Подобно Скрябину Пастернак стремился создать некий сплав искусств, где особая роль принадлежит музыке. Пастернаковское описание художественного подвига Скрябина приложимо и к нему самому, к его попытке отыскать внутренние, доступные музыке соответствия «с миром внешним, окружающим, с тем, как жили тогда, думали, чувствовали, путешествовали, одевались» [1524]. Пастернак видел в творчестве Скрябина не просто музыку, но «олицетворенное торжество и праздник русской культуры» [1525]. Собственное его творчество — стремление продолжить этот прерванный праздник. Не случайно, что вера Лары описывается как «внутренняя музыка», что прозаическая часть «Живаго» заканчивается «неслышною музыкой счастья», изливающейся на «этот святой город и <…> всю землю». А затем роман преображается в песнь и завершается посмертными стихами Юрия Живаго, принадлежащими к числу музыкальнейших творений Пастернака. Отец поэта был художником, сам он изучал философию, но именно музыка, впервые услышанная, вероятно, от пианистки-матери, сообщает особенное волшебство пастернаковским образам и идеям. Вполне естественно поэтому, что его смерть и похороны сопровождались не прозаическими речами и передовицами официозной советской прессы, но чистой музыкой величайшего русского пианиста и интерпретатора Скрябина — Святослава Рихтера, который без устали играл на маленьком пианино в доме Пастернака, подле мертвого тела поэта.

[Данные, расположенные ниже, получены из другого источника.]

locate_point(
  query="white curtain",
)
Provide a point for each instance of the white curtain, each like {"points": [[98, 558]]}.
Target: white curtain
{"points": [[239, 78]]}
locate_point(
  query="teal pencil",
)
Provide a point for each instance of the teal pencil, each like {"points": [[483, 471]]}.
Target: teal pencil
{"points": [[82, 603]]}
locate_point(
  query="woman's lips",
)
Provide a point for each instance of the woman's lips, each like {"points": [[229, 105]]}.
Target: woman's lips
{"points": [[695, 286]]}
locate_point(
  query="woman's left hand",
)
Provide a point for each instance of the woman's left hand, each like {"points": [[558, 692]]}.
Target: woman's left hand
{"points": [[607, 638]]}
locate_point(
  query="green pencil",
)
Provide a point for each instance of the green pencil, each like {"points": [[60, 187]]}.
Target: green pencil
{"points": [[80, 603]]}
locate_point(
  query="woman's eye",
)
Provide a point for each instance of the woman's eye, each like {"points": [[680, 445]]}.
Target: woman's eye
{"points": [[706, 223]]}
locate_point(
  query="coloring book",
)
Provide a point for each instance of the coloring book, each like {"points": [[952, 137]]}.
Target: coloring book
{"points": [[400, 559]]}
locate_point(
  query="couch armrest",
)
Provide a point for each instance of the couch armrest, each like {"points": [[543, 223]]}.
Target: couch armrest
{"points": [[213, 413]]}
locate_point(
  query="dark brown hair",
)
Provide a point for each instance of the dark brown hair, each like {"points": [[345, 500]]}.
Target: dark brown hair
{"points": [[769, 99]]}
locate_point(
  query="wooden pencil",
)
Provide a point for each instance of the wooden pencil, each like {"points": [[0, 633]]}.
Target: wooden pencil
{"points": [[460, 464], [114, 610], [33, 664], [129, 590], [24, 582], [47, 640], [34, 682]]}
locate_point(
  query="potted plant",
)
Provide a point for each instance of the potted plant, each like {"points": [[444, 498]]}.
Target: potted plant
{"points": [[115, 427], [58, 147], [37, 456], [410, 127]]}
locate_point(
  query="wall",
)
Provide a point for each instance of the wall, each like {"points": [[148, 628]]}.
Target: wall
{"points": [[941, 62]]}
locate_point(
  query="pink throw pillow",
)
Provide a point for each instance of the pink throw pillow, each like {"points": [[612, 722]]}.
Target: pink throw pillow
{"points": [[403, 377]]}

Пусть роман Пастернака и не достигает высот романов Толстого и Достоевского, но устремлен он в том же направлении. Как Толстому и Достоевскому, так и Пастернаку не давали покоя религиозные вопросы, которые он не мог разрешить обычными способами. В последние годы жизни поэт называл себя «почти атеистом» [1526] и говорил, что вообще не имеет какой-либо философии жизни, разве только определенный «опыт или умонастроения». По собственному его признанию, он предпочитал смотреть на искусство как на акт «сосредоточенного отречения, отдаленно и неуклюже напоминающего Вечерю Господню» [1527], и верить, что из добровольных мук в подражание Христу явится чудо воскресения.